Le Bombyx Mori est un insecte totalement domestiqué, exclusivement nourri avec des feuilles de mûrier. C'est au 3e millénaire avant notre ère que les chinois mirent au point les techniques de fabrication de la soie.
À partir de 1740 la culture du mûrier constitue la rente foncière la plus productive. On en plante partout. On construit de nouvelles terrasses. Parallèlement on agrandit les mas pour y créer des magnaneries toujours plus grandes. Les paysages et l'habitat se transforment.
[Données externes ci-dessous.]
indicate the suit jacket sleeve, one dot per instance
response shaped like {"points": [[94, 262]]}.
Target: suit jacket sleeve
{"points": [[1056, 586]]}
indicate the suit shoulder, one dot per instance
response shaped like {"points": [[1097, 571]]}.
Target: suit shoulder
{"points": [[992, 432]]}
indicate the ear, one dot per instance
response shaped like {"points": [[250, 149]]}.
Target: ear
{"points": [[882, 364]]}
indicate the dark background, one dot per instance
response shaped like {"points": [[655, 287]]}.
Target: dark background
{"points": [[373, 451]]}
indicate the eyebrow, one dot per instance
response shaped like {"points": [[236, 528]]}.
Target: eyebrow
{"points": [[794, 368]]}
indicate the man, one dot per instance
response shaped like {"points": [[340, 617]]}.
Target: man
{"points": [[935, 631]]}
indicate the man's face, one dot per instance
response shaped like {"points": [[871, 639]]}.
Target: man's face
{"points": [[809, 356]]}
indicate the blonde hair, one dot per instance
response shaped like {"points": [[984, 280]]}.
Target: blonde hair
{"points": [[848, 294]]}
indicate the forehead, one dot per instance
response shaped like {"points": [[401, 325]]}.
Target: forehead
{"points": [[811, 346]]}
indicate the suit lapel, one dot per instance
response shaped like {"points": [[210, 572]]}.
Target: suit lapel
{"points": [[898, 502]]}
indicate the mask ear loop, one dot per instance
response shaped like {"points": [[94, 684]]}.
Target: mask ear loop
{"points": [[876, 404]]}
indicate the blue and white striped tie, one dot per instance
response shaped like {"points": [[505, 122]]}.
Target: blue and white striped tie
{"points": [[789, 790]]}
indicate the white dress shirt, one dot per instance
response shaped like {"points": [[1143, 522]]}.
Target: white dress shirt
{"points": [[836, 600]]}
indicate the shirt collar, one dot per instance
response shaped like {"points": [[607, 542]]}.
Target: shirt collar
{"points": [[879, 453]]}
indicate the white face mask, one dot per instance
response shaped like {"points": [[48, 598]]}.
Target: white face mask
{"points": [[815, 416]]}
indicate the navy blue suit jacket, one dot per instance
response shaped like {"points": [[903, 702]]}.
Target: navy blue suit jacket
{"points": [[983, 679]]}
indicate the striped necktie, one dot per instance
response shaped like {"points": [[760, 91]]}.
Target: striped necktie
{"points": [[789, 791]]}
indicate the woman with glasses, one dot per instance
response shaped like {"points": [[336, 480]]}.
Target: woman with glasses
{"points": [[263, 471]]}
La sériciculture connaît son apogée vers 1850. L'économie vivrière axée sur le châtaignier s'est transformée en économie de marché autour de la soie qui a engendré une certaine aisance.
N'appelle-t-on pas le mûrier « l'arbre d'or » ?
La transformation des cocons en fil de soie a longtemps été une activité rurale, chaque producteur dévidant sa soie qu'il vendait à l'occasion des grandes foires (Alès, Beaucaire.). C'est au tout début du XIXe siècle que le tirage du fil s'est industrialisé dans de grands ateliers aménagés dans les villages de fond de vallée, en bordure des cours d'eau. Ces nombreuses filatures à l'architecture caractéristique, comme les magnaneries bien reconnaissables, témoignent encore de cet âge d'or cévenol.
De grandes épizooties ont entraîné une crise séricicole sans précédent dans les années 1850. En 10 ans la production a chuté des 9/10e. Pasteur s'est déplacé à Alès de 18 pour y diriger des recherches afin de combattre les maladies. Il y parvint et sauva momentanément la sériciculture de la ruine totale.
Malgré tout, la concurrence étrangère et celle des soies artificielles comme synthétiques, vinrent à bout de la soie naturelle française. La dernière filature française, Maison Rouge, sise à St-Jean-du-Gard, ferma ses portes en 1965.